DALLAS – LAWFUEL – The Law News Network – Insurers for a bankrupt Pla…

DALLAS – LAWFUEL – The Law News Network – Insurers for a bankrupt Plano, TX-based Internet company have agreed to a settlement that will recoup more than $8 million for a group of former company shareholders and the bankruptcy trustee. The settlement was approved by the bankruptcy court this afternoon.

Geoffrey Harper, a partner in Dallas’ Fish & Richardson, led a group of attorneys representing 100 former shareholders of Cool Partners Inc., which operated as an Internet service provider under the name Coollink Broadcast Network. The attorneys also represented Robert Yaquinto, trustee in the Cool Partners bankruptcy.

“We are extremely pleased to have achieved this result for a group of people who lost a lot of money because of the greed of others,” Mr. Harper says. “While they thought their investments were safe, the company was busy throwing money at Ferrari racing teams and trips to Mexico for swimsuit model calendar shoots.”

Cool Partners filed for Chapter 7 bankruptcy protection in January 2002. Soon after, the company and its officers and directors became the subject of multiple lawsuits alleging fraud, misrepresentation, wrongful conversion of corporate assets, and a variety of other claims. The lawsuit against six former company officers and directors was scheduled to begin Jan. 17, 2006 in Judge Mark Greenberg’s County Court at Law No. 5 in Dallas.

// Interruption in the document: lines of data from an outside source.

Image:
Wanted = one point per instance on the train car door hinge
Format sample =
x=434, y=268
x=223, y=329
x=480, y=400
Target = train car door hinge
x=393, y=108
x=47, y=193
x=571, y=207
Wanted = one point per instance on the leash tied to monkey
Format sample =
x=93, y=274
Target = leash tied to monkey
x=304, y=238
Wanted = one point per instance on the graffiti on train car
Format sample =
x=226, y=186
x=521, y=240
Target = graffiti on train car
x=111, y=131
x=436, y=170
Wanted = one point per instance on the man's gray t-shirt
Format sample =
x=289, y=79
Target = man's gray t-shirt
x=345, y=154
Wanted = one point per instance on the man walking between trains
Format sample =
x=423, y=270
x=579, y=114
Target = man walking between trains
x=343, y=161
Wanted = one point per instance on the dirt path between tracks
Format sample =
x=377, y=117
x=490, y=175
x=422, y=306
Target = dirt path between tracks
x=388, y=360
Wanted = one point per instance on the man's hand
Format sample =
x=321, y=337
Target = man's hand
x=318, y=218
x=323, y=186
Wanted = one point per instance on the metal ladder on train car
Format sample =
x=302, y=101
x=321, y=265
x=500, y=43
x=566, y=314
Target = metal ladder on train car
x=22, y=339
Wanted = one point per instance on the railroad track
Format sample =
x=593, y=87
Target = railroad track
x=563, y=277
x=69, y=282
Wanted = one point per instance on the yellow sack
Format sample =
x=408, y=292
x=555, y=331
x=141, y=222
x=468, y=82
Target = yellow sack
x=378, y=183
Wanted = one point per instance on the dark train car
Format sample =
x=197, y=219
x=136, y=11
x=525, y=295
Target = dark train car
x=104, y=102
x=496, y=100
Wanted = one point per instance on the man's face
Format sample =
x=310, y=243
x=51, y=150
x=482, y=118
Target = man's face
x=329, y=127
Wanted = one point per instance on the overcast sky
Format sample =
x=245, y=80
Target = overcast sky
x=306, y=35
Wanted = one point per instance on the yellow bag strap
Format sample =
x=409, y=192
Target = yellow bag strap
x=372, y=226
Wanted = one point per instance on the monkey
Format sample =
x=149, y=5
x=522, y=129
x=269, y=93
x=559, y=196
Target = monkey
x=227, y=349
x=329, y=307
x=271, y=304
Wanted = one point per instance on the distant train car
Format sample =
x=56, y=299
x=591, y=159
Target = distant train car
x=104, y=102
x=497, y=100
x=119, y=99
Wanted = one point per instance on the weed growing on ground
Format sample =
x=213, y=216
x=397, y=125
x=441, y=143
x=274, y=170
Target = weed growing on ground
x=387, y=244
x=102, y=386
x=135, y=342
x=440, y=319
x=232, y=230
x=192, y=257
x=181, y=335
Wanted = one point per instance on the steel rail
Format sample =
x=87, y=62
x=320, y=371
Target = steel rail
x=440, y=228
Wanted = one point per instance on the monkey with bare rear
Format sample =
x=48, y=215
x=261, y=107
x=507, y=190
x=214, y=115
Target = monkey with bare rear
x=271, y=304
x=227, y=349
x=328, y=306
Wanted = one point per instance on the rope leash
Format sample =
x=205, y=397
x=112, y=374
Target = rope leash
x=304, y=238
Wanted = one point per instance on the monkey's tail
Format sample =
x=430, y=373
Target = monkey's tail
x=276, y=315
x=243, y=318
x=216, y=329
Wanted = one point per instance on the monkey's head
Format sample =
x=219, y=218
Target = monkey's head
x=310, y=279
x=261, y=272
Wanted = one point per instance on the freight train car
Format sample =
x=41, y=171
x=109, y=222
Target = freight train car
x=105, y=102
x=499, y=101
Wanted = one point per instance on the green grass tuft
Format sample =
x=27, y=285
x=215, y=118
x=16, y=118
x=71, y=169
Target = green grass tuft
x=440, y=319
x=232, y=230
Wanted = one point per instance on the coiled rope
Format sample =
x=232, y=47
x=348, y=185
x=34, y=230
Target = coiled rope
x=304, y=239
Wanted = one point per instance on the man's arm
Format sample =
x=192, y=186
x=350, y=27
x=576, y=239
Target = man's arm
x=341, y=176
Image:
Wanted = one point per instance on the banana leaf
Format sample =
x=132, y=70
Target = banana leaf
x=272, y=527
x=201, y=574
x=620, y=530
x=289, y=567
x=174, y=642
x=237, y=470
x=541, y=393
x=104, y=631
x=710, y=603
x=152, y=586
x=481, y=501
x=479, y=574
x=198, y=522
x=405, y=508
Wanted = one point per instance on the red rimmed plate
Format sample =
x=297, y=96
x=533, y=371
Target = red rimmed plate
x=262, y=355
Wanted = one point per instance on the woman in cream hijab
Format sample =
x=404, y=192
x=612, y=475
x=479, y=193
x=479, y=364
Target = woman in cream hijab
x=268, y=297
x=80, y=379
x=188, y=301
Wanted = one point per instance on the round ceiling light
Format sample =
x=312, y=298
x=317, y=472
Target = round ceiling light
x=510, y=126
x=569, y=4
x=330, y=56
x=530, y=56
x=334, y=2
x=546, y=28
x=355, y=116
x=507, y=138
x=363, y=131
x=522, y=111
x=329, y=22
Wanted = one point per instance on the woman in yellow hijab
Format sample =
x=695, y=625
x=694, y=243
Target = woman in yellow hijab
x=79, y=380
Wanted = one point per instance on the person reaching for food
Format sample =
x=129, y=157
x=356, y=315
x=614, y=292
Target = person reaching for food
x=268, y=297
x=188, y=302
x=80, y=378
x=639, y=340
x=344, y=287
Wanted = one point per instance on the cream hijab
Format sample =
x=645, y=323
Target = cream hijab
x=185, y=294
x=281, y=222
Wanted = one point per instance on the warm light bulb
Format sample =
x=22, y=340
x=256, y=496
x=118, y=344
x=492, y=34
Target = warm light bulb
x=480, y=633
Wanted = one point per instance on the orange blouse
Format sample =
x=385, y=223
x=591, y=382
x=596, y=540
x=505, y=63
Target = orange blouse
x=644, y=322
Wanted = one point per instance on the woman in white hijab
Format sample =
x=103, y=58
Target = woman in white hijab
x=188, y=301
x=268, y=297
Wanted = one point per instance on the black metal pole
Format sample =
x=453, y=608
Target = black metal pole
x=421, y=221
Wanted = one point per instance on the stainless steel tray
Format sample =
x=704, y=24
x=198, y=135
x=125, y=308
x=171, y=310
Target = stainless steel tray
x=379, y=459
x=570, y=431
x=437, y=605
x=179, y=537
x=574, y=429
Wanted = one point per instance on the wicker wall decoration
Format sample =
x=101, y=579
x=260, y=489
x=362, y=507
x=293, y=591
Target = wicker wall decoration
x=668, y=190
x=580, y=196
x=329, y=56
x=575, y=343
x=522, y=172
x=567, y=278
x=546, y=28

The settlement was submitted to Northern District of Texas Bankruptcy Judge Harlin D. Hale, who is presiding over Cool Partners’ bankruptcy case. At today’s hearing, Judge Hale approved the settlement in all respects. In addition to $7,541,078.17 from Cool Partners’ insurers, the settlement includes a $510,000 payment from two law firms that provided legal counsel to Cool Partners prior to the company’s bankruptcy. The law firms were not formally sued in the case.

Under the proposed settlement, the group of shareholders and the bankruptcy trustee will split the proceeds evenly. Mr. Harper says the recovery will amount to approximately 25 cents on the dollar after attorneys fees.

“It’s not everyday that you see this type of recovery for a company that had virtually no assets,” Mr. Harper says. “Although both insurers put up a fierce fight, we are thankful that we were able to reach the best agreement for the trustee and the former shareholders.”

In addition to Mr. Harper, the attorneys for the shareholder and the bankruptcy trustee included Steven H. Stodghill, Victor C. Johnson and Kiprian Mendrygal from Fish & Richardson, P.C., and I. Richard Levy from I. Richard Levy, P.C.